For most of Ashmead's career, she was married to the Haverford College professor and writer John Ashmead. They wed on October 15, 1949, and had five children: John Ashmead, Graham Gaylord Ashmead, Gaylord Harnwell Ashmead, Louisa Harral Ashmead, and Theodora Wheeler Ashmead. They divorced in 1976.

Ashmead died on January 17, 2026, at the age of 96.

==Selected works==
- Corpus Vasorum Antiquorum. [United States of America]. The Ella Riegel Memorial Museum, Bryn Mawr College.(1971) by Ann Harnwell Ashmead and Kyle Meredith Phillips.

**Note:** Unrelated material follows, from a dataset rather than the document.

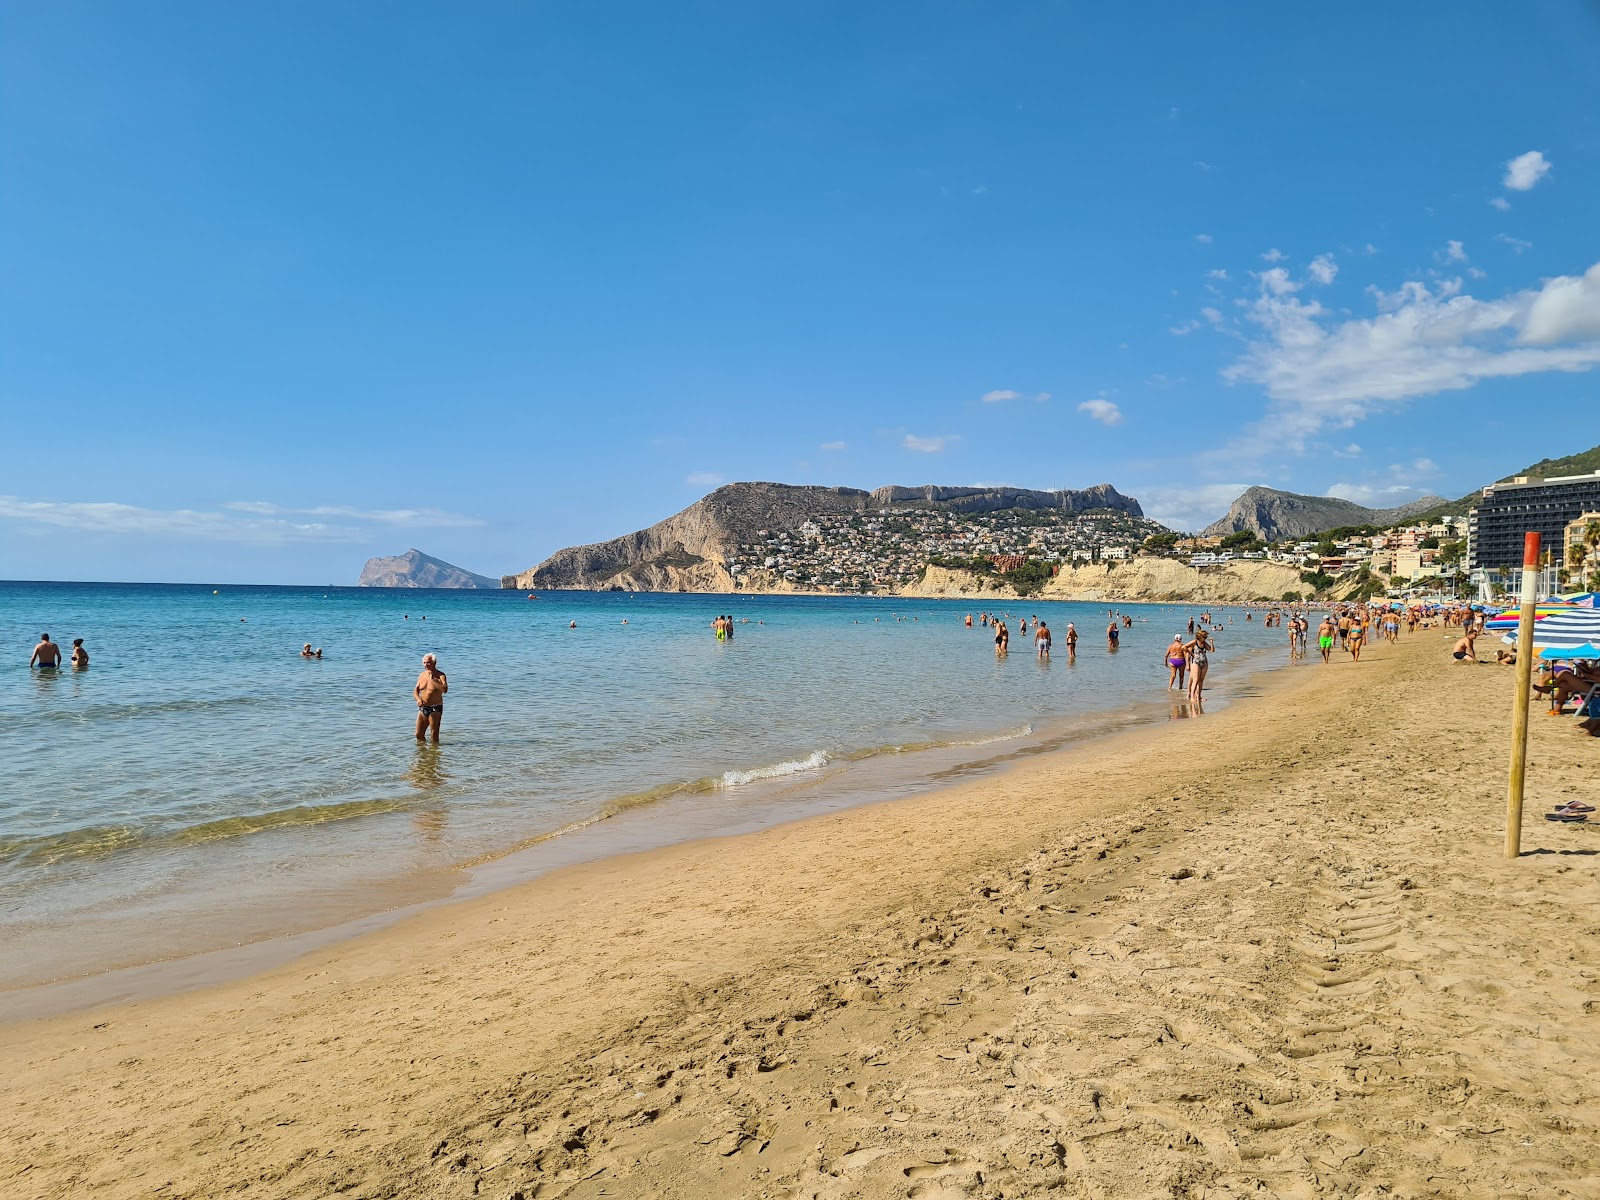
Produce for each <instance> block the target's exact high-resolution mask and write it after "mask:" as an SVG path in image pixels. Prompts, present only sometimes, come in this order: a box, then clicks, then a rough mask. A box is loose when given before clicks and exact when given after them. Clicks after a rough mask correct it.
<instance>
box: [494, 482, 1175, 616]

- Classical Vases : Excluding Attic Black-Figure, Attic Red-Figure and Attic White Ground, Catalogue of the Classical Collection, Museum of Art Rhode Island School of Design, (1976) by Ann Harnwell Ashmead and Kyle Meredith Phillips, Jr., dedicated to Richmond Lattimore and Richard Stillwell.
- Haverford College Collection of Classical Antiquities,(1999) by Ann Harnwell Ashmead.
- “Fragments by the Kleophrades Painter from the Athenian Agora,” Hesperia 35 (1966), pp. 20–36, pls. 7-12.
- “An Unpublished Cup by Makron in Philadelphia,” American Journal of Archaeology 70 (1966) pp. 66–68 in collaboration with Kyle Meredith Phillips.
- “A Chong Byong at Bryn Mawr College and its twin in Honolulu,” Archives of Asian Art XX (1966–67), pp 80–81.
- Contributor to The Frederick M. Watkins College, The Fogg Art Museum, January 31, 1973 to March 31, 1974, pp. 45–52 in collaboration with Kyle Meredith Phillips.
- “Greek Cats: Exotic Pets Kept by Rich Youths in Fifth Century B.C. Athens as Portrayed on Greek Vases,” Expedition vol. 20, no. 3, Spring 1978, pp. 38–47.
- “Three Goddesses and a Falcon,” Studies in Classical Art and Archaeology: A Tribute to Peter Heinrich von Blanckenhagen, Locust Valley, New York, 1979 (Edited by G. Kopcke and M. Moore) 45-52, with Kyle Meredith Phillips.
- “Undoing the Past: Changing Attitudes Towards the Restoration of Greek Pots,” Expedition, vol. 30, no.2 (1989) pp. 21–28, with Kyle Meredith Phillips. https://www.penn.museum/sites/expedition/volume/30/page/2/
- “A Lekythos by the Pan Painter at Haverford College: Bread and Soup for Dinner?,” Eumousia: Ceramic and Iconographic Studies in Honor of Alexander Cambitoglou Mediterranean Archaeology Mediterranean Archaeology Suppl. I Edited by Jean-Paul Descoeudres (Sydney, 1990), pp. 95–103.
- “A Monstrously Good Idea,” Review of Adrienne Mayor article, Paleocryptozoology, Vol. 9, (1991).
- “The Tame Etruscan Cat: Classical Conformist or Etruscan Original,” Murlo and the Etruscans: Art and Society in Ancient Etruria Edited by Richard De Puma and Jocelyn Penny Small (Madison, Wisconsin, 1994).